We have simplified how you can access and export the converted document data, too. Our universal document representation
is now available in conversion results as a `DoclingDocument` object.
`DoclingDocument` provides a neat set of APIs to construct, iterate and export content in the document, as shown below.

```python
conv_result: ConversionResult = doc_converter.convert("https://arxiv.org/pdf/2408.09869") # previously `convert_single`

## Inspect the converted document:
conv_result.document.print_element_tree()

## Iterate the elements in reading order, including hierarchy level:
for item, level in conv_result.document.iterate_items():
    if isinstance(item, TextItem):
        print(item.text)
    elif isinstance(item, TableItem):
        table_df: pd.DataFrame = item.export_to_dataframe()
        print(table_df.to_markdown())
    elif ...:
        #...
```

**Note**: While it is deprecated, you can _still_ work with the Docling v1 document representation, it is available as:
```shell
conv_result.legacy_document # provides the representation in previous ExportedCCSDocument type
```

### Export into JSON, Markdown, Doctags
**Note**: All `render_...` methods in `ConversionResult` have been removed in Docling v2,
and are now available on `DoclingDocument` as:

- `DoclingDocument.export_to_dict`
- `DoclingDocument.export_to_markdown`
- `DoclingDocument.export_to_document_tokens`

```python
conv_result: ConversionResult = doc_converter.convert("https://arxiv.org/pdf/2408.09869") # previously `convert_single`

## Export to desired format:
print(json.dumps(conv_res.document.export_to_dict()))
print(conv_res.document.export_to_markdown())
print(conv_res.document.export_to_document_tokens())
```

**Note**: While it is deprecated, you can _still_ export Docling v1 JSON format.

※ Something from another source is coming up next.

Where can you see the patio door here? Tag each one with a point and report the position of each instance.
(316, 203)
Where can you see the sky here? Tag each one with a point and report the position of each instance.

This is available through the same
methods as on the `DoclingDocument` type:
```shell
## Export legacy document representation to desired format, for v1 compatibility:
print(json.dumps(conv_res.legacy_document.export_to_dict()))
print(conv_res.legacy_document.export_to_markdown())
print(conv_res.legacy_document.export_to_document_tokens())
```

### Reload a `DoclingDocument` stored as JSON

You can save and reload a `DoclingDocument` to disk in JSON format using the following codes:

```python
# Save to disk:
doc: DoclingDocument = conv_res.document # produced from conversion result...

with Path("./doc.json").open("w") as fp:
    fp.write(json.dumps(doc.export_to_dict())) # use `export_to_dict` to ensure consistency

# Load from disk:
with Path("./doc.json").open("r") as fp:
    doc_dict = json.loads(fp.read())
    doc = DoclingDocument.model_validate(doc_dict) # use standard pydantic API to populate doc

```

### Chunking

Docling v2 defines new base classes for chunking:

- `BaseMeta` for chunk metadata
- `BaseChunk` containing the chunk text and metadata, and
- `BaseChunker` for chunkers, producing chunks out of a `DoclingDocument`.

Additionally, it provides an updated `HierarchicalChunker` implementation, which
leverages the new `DoclingDocument` and provides a new, richer chunk output format, including:

- the respective doc items for grounding
- any applicable headings for context
- any applicable captions for context

For an example, check out [Chunking usage](usage.md#chunking).